The visitors were outplayed on a turning pitch where R Ashwin bagged 12 wickets and MS Dhoni scored an outstanding double hundred. Virat Kohli's fourth hundred only added to Australia's misery. However, despite all the talk of how much the pitch aided the Indian spinners, Clarke was not the one to use that as an excuse for a poor performance.
"I don't think we bowled well enough in our first innings, and we certainly didn't bat well enough in our second innings," Clarke said after the Test finished inside the first session on Day 5.
The Aussie skipper, who scored a gritty hundred in the first innings to help Australia post a healthy 380, did not believe he had missed a trick by not including a second specialist spinner in the team - India looked vulnerable at one point on Day 3 when Nathan Lyon got the ball to turn sharply off the pitch and even removed Sachin Tendulkar. But the lack of back-up for the off-spinner allowed the hosts to build on a brilliant partnership between Dhoni and Kohli, a stand that took the game away from the Aussies.

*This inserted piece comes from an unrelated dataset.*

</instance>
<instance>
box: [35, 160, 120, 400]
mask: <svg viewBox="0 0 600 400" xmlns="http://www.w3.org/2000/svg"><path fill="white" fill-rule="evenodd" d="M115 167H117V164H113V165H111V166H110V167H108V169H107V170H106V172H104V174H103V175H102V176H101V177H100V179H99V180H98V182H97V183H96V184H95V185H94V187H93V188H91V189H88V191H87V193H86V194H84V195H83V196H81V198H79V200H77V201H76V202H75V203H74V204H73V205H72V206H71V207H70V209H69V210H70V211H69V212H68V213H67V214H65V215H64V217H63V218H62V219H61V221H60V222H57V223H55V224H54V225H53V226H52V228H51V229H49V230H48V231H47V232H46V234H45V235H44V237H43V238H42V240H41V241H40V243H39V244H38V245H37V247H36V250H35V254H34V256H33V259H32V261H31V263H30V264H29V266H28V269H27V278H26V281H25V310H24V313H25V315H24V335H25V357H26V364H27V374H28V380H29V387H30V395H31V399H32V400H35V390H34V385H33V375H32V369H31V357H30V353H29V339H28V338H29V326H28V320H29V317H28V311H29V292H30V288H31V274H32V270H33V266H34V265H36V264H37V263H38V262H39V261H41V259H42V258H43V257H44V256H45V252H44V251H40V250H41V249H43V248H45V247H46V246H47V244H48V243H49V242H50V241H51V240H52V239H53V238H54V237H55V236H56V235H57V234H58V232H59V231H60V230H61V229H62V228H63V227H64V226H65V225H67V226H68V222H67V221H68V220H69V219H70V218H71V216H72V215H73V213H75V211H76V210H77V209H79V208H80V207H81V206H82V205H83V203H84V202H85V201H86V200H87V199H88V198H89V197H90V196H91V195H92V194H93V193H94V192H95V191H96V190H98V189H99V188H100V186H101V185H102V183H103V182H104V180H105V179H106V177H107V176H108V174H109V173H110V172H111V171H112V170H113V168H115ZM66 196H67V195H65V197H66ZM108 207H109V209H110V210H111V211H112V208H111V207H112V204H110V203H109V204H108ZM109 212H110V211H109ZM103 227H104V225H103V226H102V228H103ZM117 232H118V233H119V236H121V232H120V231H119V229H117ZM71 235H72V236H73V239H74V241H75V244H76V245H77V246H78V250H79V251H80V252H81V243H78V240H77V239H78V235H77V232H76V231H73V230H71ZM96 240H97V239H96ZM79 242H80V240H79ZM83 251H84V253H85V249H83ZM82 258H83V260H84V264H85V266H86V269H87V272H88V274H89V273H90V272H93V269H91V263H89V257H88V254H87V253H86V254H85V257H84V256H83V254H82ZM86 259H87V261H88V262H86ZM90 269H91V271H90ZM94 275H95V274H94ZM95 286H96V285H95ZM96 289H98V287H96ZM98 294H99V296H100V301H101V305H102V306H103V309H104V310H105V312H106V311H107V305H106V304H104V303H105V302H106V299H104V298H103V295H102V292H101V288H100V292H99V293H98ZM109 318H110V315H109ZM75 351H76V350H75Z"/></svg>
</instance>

"It's not just about selection. It's about how you perform." said Clarke.
"There were areas in the Indian team we didn't attack enough," explained Clarke, adding, "If we'd got 150 or 200 on the board (in the second innings), we might have been able to expose, or at least see how they played on a deteriorating wicket."
Clarke was gracious enough to accept that India were the better team, saying the hosts played outstanding cricket and they deserved the victory.
"A lot of credit has to go to India," said Clarke.
Besides the skipper himself and debutante Moises Henriques, who scored 68 and 81 not out, the other batsmen failed and that did seem to bother Clarke but he was still not convinced about a change in the batting order.